Familles LGBTQ+ : reconnaître la pluriparentalité
Sur le plan des droits, le Conseil remet à l’avant-plan la question de la pluriparentalité, soit la reconnaissance légale de familles dans lesquelles un enfant peut avoir plus de deux parents. Le CQ-LGBT demande au Québec de reconnaître légalement et administrativement ces familles, comme cela se fait déjà ailleurs au Canada, et d’adapter les services publics et les pratiques juridiques à la diversité des configurations familiales. Il réclame également une meilleure sensibilisation des personnes qui travaillent dans le système judiciaire aux réalités et aux droits des parents trans et non binaires.
Profilage, prisons et personnes trans
La protection des personnes LGBTQ+ les plus marginalisées occupe une place importante dans les revendications. Le Conseil demande au gouvernement de reconnaître et de combattre le profilage social et racial et de soutenir davantage les interventions communautaires non armées. Il réclame également des changements dans les établissements carcéraux afin que les conditions de détention respectent les droits, la dignité et l’identité de genre des personnes trans et non binaires.

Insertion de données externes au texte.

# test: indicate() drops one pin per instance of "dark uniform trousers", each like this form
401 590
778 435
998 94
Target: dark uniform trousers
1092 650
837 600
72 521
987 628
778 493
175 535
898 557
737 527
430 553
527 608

S’attaquer à la haine, notamment en ligne
Dans un contexte où les personnes LGBTQ+, et particulièrement les personnes trans et non binaires, font régulièrement l’objet de campagnes hostiles sur les réseaux sociaux, le Conseil souhaite que Québec se dote d’une véritable stratégie contre la haine en ligne et la violence numérique. Cette stratégie devrait s’accompagner de mesures concrètes et financées, élaborées en collaboration avec les organismes directement concernés. Pour le CQ-LGBT, il ne suffit donc plus de dénoncer ponctuellement les manifestations de haine : il faut se donner les moyens de les prévenir et d’y répondre.
L’itinérance LGBTQ+ doit être reconnue dans ses particularités
Le Conseil demande également des mesures spécifiques pour prévenir et réduire l’itinérance chez les personnes LGBTQ+, particulièrement chez les jeunes et les personnes trans et non binaires. Les ressources d’hébergement ne sont pas toujours perçues comme sécuritaires ou adaptées par les personnes LGBTQ+. Le CQ-LGBT demande donc que leur personnel soit mieux formé et que les services spécialisés d’hébergement, d’accompagnement et de soutien au logement bénéficient d’un financement adéquat et pérenne. L’objectif : que les personnes LGBTQ+ en situation d’itinérance puissent accéder à des ressources où leur orientation sexuelle, leur identité ou leur expression de genre ne deviennent pas des obstacles supplémentaires.
Personnes migrantes et demandeuses d’asile : des services indépendamment du statut
Le statut migratoire ne devrait pas empêcher une personne LGBTQ+ d’obtenir les soins dont elle a besoin, soutient également le Conseil. Il demande que les personnes migrantes, réfugiées et demandeuses d’asile LGBTQ+ puissent accéder gratuitement et sans discrimination aux soins de santé et aux services sociaux, indépendamment de leur statut migratoire. Ces services devraient également être adaptés à leurs réalités particulières, alors que certaines de ces personnes ont précisément quitté leur pays en raison de persécutions liées à leur orientation sexuelle ou à leur identité de genre.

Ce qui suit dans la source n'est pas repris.